Charles Mercier's picture

I guess the basic question to ask is whether you'd rather be working for someone else and at another job.

Bry B's picture

"Does Being a Pro Photographer Ruin Your Passion?"

Clients and students always ask, "how did you get so good at photography, it must be your passion".

I tell them passion is for enthusiasts. OBSESSION is for professionals.

John Seigner's picture

I just published a website showing 45 years of passion for photography. There is a huge hole in the middle when i was making a good living from photography. Thank goodness for retirement.

Marek Stefech's picture

perfect reading, i feel that exactly same

S M's picture

I’m only 4 years into my profession as a freelance photography myself, but I couldn’t envision going back to the 9-5 life I once lived. The freedom to be creative (within reason) and the ability to express yourself are seriously the biggest factors as to why I made the jump. Sure, photography started as a hobby and I miss the days of aimless wandering in the woods for scenic landscapes, but I have somehow channeled my obsessions into interior Design photography and love what I can create. Sometimes I’m at the mercy of the clients wishes, but for the most part they are hiring me for my passion and drive in creating something beautiful.

I have heard a lot of people say going pro will kill my love for photography, but the only thing it has done is drive my desire to be an entrepreneur and that I am okay with. And my free time, aside from being spent with my daughter, is now spent on working on projects I enjoy that help people see my vision as an artist more.

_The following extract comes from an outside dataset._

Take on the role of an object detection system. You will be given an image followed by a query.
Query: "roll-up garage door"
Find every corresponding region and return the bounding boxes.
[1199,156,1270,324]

Excellent article Scott! 2 minor things I caught in the first paragraph. Proportion and mall I think might be typos, though I also wasn’t an English Major in college so I could be wrong!

james Tarry's picture

"Does Being a Pro Photographer Ruin Your Passion?"

Not one bit, probably love the job/photographing more now than when I started professionally 14years ago.

Timothy Roper's picture

You have to love the entire process, not just the taking photos part. And that goes for just about any kind of productive endeavor. Even for something like fine art landscapes, you'd better like the outdoors, hiking miles and miles, and even backpacking in all the elements if you expect to rise to the top of that field. If painful blisters on your feet ruin things for you, it just means you maybe need to find a new process. On the other hand, if you find a process you do enjoy or even love, how could it ruin anything?

Timothy Gasper's picture

If being a pro has ruined your passion for photography, then perhaps it's time to reassess what you're doing and if you should continue doing it.

Mike Yamin's picture

I've been doing it for about 13 years and I've found that I put my passion at risk when I chase money by shooting things I don't really want to shoot. What helps me is to have a few "fun" cameras to shoot personal things and, frankly, making enough money to turn down crummy jobs. That can be difficult to do when you're feeling desperate.